Ronnie O’Sullivan (Photo: VCG via Getty Images)

Ronnie O’Sullivan wants to play snooker until he is sixty, inspired by comedy icon Ken Dodd, and sees no reason why he cannot play at a very high level before he is fifty.

On Tuesday, Rocket was in top form as he beat Robbie Williams 4-0 at Celtic Manor to advance to the second round of the Welsh Open.

The world champion is looking for his fifth title and as always he is one of the favourites to receive the trophy on Sunday night.

The 45-year-old player stresses that winning tournaments doesn’t matter much to him these days, but that he wants and needs to keep fighting to stay on the exhibition circuit, which is his main passion for snooker.

O’Sullivan faces Jimmy White in the second round in Wales on Wednesday, and he sees no reason why he can’t keep playing well as he approaches the 58-year-old whirlwind.

I particularly want to emulate Ken Dodd, he turned until he died, O’Sullivan told

For me, it’s a game of exhibit and storytelling, and as long as I stay healthy and fit, I try to do 30 or 40 nights a year. I loved it, me and my friend on the road, it was like a road trip, we had so much fun.

I play enough snooker to be strong enough for the shows, which is great. I can keep my journal much better, I like to be secure in what I do, to have control over what I do.

The 55 should be minimum, really, [Steve] Davies was still playing good snooker at 55. If I’m still in shape and playing snooker, why not have exhibitions until I’m 65? If you always play well, if people like it, if you always do good things on the table, it would be good for me.

Read more: Snooker

The reigning world champion is still hoping for his first win in a tournament this season since his stunning triumph at Le Creuset in August, while Judd Trump is in the running for the title.

The world number one has already won four titles this season and noted that he would rather win multiple events during the season than just the world title.
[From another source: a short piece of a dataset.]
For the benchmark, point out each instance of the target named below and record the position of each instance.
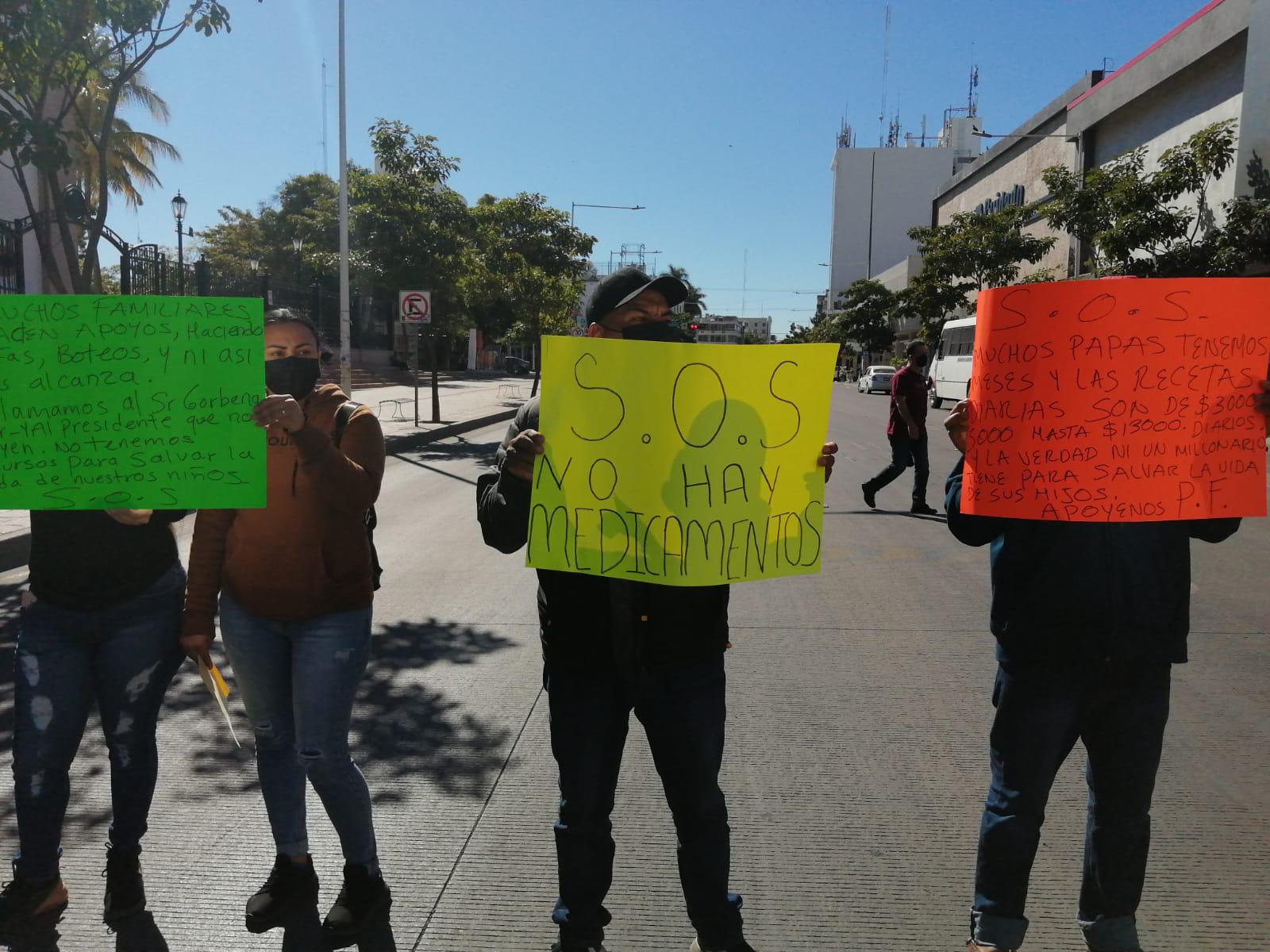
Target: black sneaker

Rocket disagrees, arguing that the game’s major titles – the World Championship, Masters and British Championship – are the only credible judges of a player.

O’Sullivan compared victories in many other competitions to the golf career of Colin Montgomery, while Tiger Woods won the top prizes.
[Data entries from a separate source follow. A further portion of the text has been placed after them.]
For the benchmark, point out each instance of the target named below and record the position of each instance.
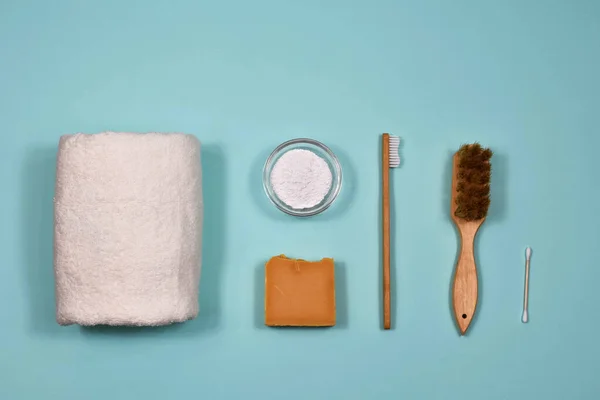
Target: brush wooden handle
(385, 173)
(464, 288)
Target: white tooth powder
(301, 179)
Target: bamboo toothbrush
(389, 159)
(469, 206)
(525, 317)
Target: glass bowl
(320, 150)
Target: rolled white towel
(128, 228)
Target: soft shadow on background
(341, 297)
(214, 175)
(37, 208)
(339, 207)
(496, 214)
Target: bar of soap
(299, 292)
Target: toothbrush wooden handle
(385, 173)
(465, 285)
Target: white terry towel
(128, 228)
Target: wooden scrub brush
(471, 175)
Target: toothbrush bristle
(394, 157)
(473, 182)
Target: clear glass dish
(322, 151)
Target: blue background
(518, 76)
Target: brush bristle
(473, 182)
(394, 157)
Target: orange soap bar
(299, 292)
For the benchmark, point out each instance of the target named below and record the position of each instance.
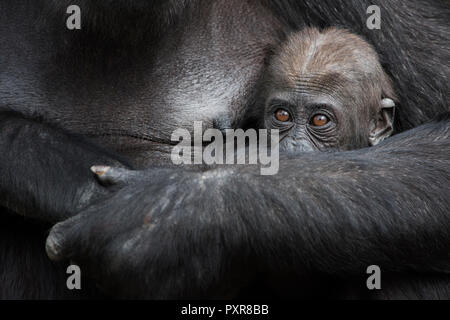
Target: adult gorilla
(114, 91)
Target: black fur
(126, 81)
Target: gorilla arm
(33, 155)
(173, 233)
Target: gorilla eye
(320, 120)
(282, 115)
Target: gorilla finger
(108, 176)
(61, 242)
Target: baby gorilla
(327, 90)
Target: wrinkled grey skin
(126, 85)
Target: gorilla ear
(384, 126)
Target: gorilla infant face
(327, 90)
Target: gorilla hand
(148, 239)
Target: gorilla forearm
(181, 233)
(344, 212)
(45, 172)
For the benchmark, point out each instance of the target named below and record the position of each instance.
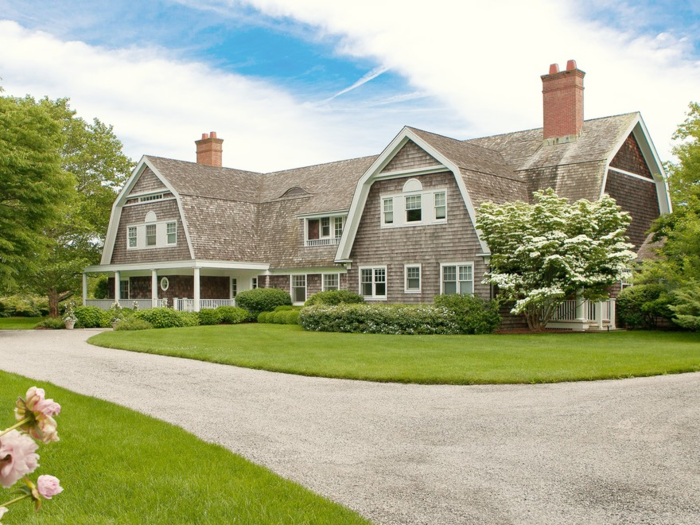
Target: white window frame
(135, 237)
(406, 268)
(374, 297)
(457, 279)
(168, 234)
(292, 287)
(324, 288)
It’s very hard to say how many tournaments they play, Ronnie said, preceded by Judd’s comments.

The only real benchmarks you can compare and they never change are the World Championships, the Masters and the UK. I think the same goes for golf and tennis.
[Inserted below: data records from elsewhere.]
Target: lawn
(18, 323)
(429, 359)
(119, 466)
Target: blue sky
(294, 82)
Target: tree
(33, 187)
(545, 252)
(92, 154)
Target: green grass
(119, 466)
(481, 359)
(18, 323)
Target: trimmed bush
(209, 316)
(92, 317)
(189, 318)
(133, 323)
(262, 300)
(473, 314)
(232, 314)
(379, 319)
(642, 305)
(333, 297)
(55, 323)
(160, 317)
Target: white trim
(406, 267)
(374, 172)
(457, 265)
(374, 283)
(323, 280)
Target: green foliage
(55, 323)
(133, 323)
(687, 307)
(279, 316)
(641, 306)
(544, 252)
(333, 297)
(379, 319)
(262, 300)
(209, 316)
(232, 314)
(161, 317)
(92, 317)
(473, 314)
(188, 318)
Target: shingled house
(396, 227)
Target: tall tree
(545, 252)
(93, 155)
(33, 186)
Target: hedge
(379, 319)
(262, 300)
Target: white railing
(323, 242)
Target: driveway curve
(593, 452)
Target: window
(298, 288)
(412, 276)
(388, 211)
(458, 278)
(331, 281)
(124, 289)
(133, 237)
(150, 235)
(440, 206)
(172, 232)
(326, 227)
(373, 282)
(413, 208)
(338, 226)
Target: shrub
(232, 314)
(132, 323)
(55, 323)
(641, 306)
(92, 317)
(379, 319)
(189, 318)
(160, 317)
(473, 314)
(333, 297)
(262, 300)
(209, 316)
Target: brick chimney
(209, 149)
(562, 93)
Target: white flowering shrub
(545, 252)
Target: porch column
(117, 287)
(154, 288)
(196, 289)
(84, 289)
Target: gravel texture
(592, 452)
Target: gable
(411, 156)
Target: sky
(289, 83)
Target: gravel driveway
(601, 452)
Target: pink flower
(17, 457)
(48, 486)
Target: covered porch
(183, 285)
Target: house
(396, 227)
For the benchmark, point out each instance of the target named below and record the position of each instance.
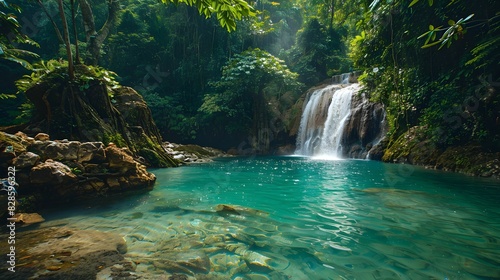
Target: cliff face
(49, 172)
(95, 112)
(413, 147)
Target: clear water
(343, 219)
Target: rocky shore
(49, 172)
(414, 148)
(187, 154)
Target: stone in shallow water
(226, 209)
(64, 253)
(28, 218)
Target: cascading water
(338, 112)
(319, 133)
(338, 122)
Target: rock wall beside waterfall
(339, 121)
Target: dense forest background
(432, 64)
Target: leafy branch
(455, 31)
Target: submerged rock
(26, 159)
(226, 209)
(28, 218)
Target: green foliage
(319, 53)
(56, 70)
(10, 33)
(247, 79)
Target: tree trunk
(58, 33)
(71, 70)
(75, 33)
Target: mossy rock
(11, 140)
(412, 147)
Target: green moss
(116, 138)
(412, 147)
(11, 140)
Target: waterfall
(338, 122)
(320, 133)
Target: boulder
(42, 137)
(91, 151)
(62, 151)
(26, 159)
(120, 161)
(65, 253)
(52, 172)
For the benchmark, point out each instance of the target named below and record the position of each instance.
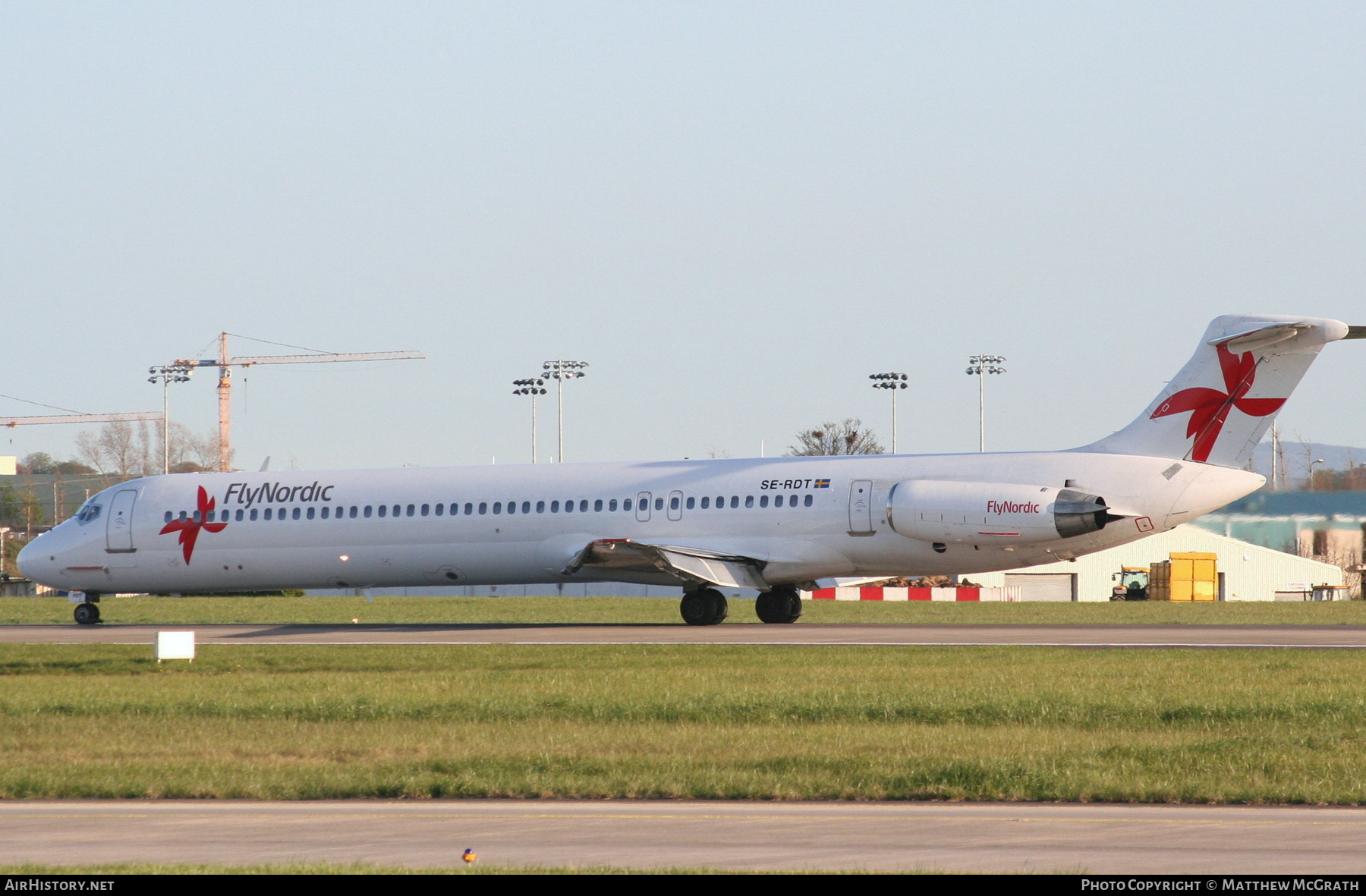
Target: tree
(846, 437)
(37, 464)
(121, 451)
Judd Trump at the World Cup

I know that winning the world championship is an incredible achievement, but I’d rather win five or six events a year than win this one world championship.

I’d rather have the regularity of 50 weeks a year of playing well and two weeks of playing poorly at Worlds than a few weeks of playing well and 50 weeks of playing poorly.

I’m certainly happier playing well week after week than winning a single game. Of course it would be nice to win them all, but the Worlds are just one event, for me it’s like any other tournament.

The only difference is that outsiders say the World Cups are special because the players in each tournament are of equal importance.

Everyone knows that these are the big tournaments where the big players get their best results. This is the only consistent way to judge how someone has done it, but everyone has a different approach to how they want to do it.

My approach is to win less tournaments, place less and just have fun. Other players like Colin Montgomery, he dominated the European circuit for many seasons but couldn’t win the majors because Tiger Woods was there and it was hard to stop him.

There is no right or wrong way, just what you like.

Sullivan had his first chance to lift the Ray Reardon Trophy on Sunday, an award named after his former mentor since the Rocket’s last victory.

The world champion says his bond with Reardon goes far beyond the trophy, that he makes a difference and that they have a close relationship to this day.

The relationship I have with Ray is far more important than the trophy. It would be great to have Ray here to present the trophy, of course it would be a special moment, he said.

O’Sullivan thinks Reardon is learning how to be a winner (Photo: Getty)

It’s always fun to play in a tournament. The relationship I had with Ray and the time we spent together is what I will remember most.

We still speak on the phone, not as often as we used to, but I still keep an eye on him from time to time. I’m sure he’s watching us today, so I’ll get a note from him telling me I’m an asshole and that I can improve in certain areas.

After skipping the German Masters and the Shoot Out, this is the first event of the year for Rocket. Since then, he has spent Christmas working for a homeless charity.

It’s something Rocket does every year and he really appreciates it.

I haven’t done much since then because I don’t have much time, but Christmas is my chance to do something for the homeless.

When I play and travel a little less, I do more, I’m always involved in certain projects.

I do this every Christmas, I go and feed the homeless, I like to give something back, see people who are unhappy, who don’t have a lot of positive things, being with them is really nice.

I don’t think they watch much snooker, but as long as you can make them smile, it’s good.

O’Sullivan will take on White in the second round of the Welsh Open on Wednesday.

MORE: Brian Ochoisky: For France, it’s great for me to play snooker.

MORE: Ding Junhui focuses on snooker to make the current family grief forget.